Alan Turing and the Turing Test
Alan Turing was a British computer scientist, among other roles, who made great strides in the field of artificial intelligence in the 1930s, 40s, and 50s. He published “On Computable Numbers, with an Application to the Entscheidungsproblem,” which dealt with decision methods, and developed the Church-Turing thesis, essentially stating that all human computation can be achieved by the Turing machine, or a model of a machine which could perform computations on an infinitely long tape. For our purposes, this is interesting because it outlines the limits of human computation. This comes into play in the Turing Test, which then determines whether a computer can think like a human, or exhibit artificial intelligence, under certain conditions. This test consists of three terminals, one operated by a computer respondent, one operated by a human respondent, and one operated by a human questioner. The human questioner, after completing a set of questions on a specific topic, must decide which respondent is human and which is the computer. A computer has passed the test if they are indistinguishable from a human, demonstrating that the computer possesses artificial intelligence.
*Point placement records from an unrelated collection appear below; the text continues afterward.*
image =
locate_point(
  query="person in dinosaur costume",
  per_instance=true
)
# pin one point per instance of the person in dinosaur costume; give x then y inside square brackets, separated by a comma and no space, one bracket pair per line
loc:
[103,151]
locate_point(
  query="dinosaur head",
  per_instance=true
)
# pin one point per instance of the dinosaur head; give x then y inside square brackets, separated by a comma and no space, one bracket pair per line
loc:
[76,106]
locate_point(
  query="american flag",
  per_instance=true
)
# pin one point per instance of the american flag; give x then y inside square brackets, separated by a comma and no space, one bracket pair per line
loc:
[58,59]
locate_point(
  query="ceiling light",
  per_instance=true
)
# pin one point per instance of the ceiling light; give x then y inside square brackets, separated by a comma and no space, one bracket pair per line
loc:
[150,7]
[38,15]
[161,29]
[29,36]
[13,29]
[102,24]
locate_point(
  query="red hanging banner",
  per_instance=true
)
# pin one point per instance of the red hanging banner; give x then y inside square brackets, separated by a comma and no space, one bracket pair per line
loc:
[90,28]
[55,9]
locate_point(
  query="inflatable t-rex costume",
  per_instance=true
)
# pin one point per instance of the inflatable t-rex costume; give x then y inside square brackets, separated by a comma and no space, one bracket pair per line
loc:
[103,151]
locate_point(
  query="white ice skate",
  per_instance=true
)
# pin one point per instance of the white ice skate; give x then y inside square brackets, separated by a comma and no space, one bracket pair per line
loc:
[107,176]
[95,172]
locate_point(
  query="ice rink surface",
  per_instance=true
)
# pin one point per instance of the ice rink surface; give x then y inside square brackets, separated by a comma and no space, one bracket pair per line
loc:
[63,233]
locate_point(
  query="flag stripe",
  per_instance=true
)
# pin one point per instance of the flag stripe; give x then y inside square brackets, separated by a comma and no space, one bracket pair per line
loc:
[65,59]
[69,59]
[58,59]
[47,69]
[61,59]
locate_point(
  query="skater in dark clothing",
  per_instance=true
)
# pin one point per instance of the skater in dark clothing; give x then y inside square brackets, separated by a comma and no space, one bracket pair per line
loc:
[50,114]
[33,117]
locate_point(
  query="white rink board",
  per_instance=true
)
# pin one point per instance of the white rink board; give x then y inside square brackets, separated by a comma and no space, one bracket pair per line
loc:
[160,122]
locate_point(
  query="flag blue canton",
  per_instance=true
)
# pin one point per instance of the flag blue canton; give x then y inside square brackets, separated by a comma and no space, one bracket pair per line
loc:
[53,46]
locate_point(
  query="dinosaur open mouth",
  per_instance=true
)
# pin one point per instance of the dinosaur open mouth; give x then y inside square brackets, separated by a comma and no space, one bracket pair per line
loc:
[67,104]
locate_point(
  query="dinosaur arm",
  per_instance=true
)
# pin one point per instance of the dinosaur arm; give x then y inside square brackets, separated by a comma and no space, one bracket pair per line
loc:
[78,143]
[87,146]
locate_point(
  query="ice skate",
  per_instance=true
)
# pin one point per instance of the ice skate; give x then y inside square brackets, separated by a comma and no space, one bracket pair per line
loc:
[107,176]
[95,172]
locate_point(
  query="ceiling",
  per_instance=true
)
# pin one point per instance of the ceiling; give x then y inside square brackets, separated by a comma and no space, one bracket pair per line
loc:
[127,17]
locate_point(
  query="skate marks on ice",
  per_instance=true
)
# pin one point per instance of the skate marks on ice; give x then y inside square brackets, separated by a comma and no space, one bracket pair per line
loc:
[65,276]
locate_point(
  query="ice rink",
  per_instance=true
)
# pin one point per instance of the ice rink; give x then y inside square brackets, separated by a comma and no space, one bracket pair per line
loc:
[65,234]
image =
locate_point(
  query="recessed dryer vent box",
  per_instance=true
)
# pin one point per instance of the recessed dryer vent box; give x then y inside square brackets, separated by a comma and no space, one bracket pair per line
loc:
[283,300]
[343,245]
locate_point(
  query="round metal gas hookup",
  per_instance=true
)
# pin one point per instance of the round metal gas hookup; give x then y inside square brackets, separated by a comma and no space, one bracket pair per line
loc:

While this test has fallen out of favor as computer science has advanced, this was an incredible advent when it was published in 1950. We can use this framework to conceptualize today’s technology, as one can describe Microsoft Excel as a Turing machine, or imagine that Chat GPT might pass a Turing Test.
Hi Julia,
I believe that what Alan Turing found and accomplished truly is fascinating. It is crazy to think that back in the 1930s, 40s, and 50s someone was working on AI and that it would still have such a huge impact today. I think you did an excellent job connecting Turing’s discoveries with our class content. It really does put into perspective just how important his work was and how it continues to make an impact to this day.